Το μεταβατικό ρήμα "ξεπορτίζω"-"βγάζω με βίαιο τρόπο κάποιον έξω από την πόρτα/διώχνω" είναι σε χρήση και σήμερα;


----------



## Perseas

velisarius said:


> Το μεταβατικό ρήμα "ξεπορτίζω"-"βγάζω με βίαιο τρόπο κάποιον έξω από την πόρτα/διώχνω" είναι σε χρήση και σήμερα;


Προσωπικά δεν το έχω συναντήσει ποτέ με αυτή τη σημασία.


----------



## Andrious

Perseas said:


> Προσωπικά δεν το έχω συναντήσει ποτέ με αυτή τη σημασία.



Ούτε εγώ.


----------



## Eltheza

Καλησπέρα σε όλους!

adber010 - you might be interested in this (apparently) related (in meaning) verb: ξεμυτίζω. It's root is 'μύτη' = nose:

http://www.greek-language.gr/greekLang/modern_greek/tools/lexica/search.html?lq=ξεμυτίζω&dq=

I haven't ever come across the verb you mention. Perhaps Perseas, Andrious and others may be able to tell us whether it's in common usage.

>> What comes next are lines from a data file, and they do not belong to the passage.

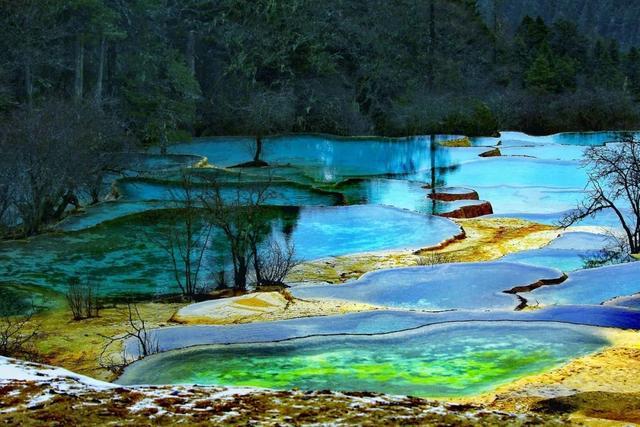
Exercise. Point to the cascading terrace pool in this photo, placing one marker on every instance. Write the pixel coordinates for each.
(452, 330)
(440, 360)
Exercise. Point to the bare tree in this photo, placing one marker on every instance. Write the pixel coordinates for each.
(56, 151)
(273, 261)
(187, 236)
(614, 184)
(137, 330)
(18, 331)
(82, 299)
(238, 213)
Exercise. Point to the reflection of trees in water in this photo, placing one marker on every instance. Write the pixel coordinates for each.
(441, 165)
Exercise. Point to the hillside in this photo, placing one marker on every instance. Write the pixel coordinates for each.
(617, 19)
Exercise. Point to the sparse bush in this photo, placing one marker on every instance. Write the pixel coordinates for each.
(138, 331)
(273, 262)
(18, 331)
(433, 258)
(83, 299)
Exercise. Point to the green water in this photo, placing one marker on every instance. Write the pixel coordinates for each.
(453, 360)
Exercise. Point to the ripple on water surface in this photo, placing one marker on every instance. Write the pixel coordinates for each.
(438, 287)
(443, 360)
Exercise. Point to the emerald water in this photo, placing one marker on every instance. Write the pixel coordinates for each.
(443, 360)
(124, 256)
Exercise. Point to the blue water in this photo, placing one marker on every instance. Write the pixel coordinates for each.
(593, 286)
(438, 287)
(568, 252)
(333, 231)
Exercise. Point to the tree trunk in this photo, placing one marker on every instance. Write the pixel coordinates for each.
(256, 263)
(112, 56)
(191, 52)
(431, 46)
(78, 85)
(28, 83)
(256, 157)
(432, 154)
(240, 278)
(100, 74)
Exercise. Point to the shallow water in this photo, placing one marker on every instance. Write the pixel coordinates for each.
(593, 286)
(568, 252)
(438, 287)
(443, 360)
(125, 256)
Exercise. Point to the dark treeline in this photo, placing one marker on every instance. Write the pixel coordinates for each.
(339, 66)
(616, 19)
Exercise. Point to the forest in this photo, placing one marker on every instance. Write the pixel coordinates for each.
(166, 68)
(87, 79)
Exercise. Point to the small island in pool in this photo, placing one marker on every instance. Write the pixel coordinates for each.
(289, 213)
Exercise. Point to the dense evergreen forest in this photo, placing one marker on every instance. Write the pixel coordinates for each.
(616, 19)
(165, 69)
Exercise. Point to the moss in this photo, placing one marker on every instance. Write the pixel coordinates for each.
(458, 143)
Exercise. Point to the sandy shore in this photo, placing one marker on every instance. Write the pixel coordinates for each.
(262, 307)
(486, 239)
(594, 388)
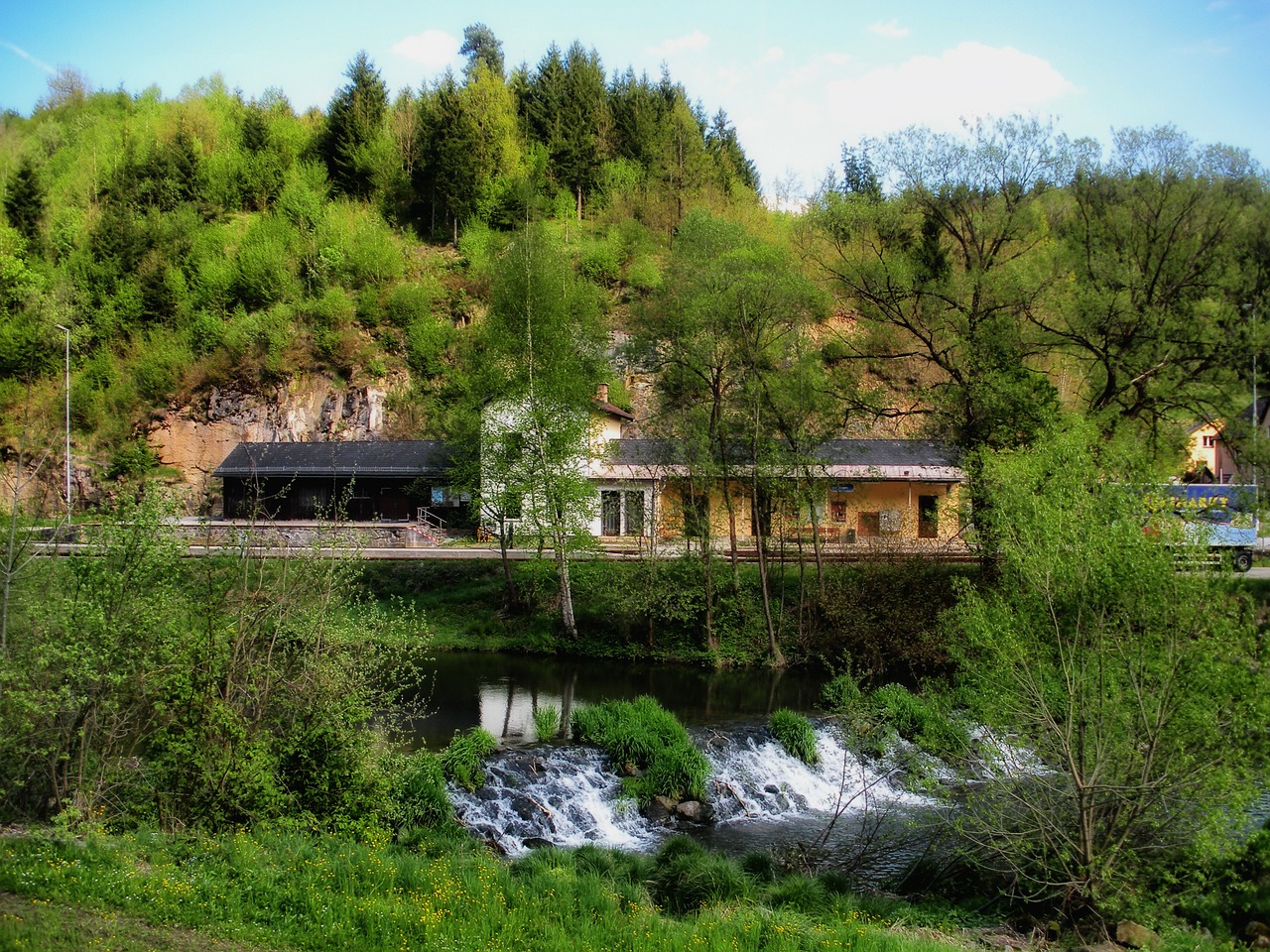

I like 'ξεμυτίζω'; an English example would be something like, "It was so cold that I didn't _stick my nose outside the door_ all day!"


----------



## Andrious

People prefer to express in other forms, but still they do use "ξεπορτίζω". You will hear more often "Πάλι έξω ήσουν;" or "Πάλι βόλταρες;" but "Πάλι ξεπόρτισες;" isn't unusual at all.


----------



## adber010

Ah! Thanks for all the great answers! People are so helpful in this language forum. I love it! 

Cheers!


----------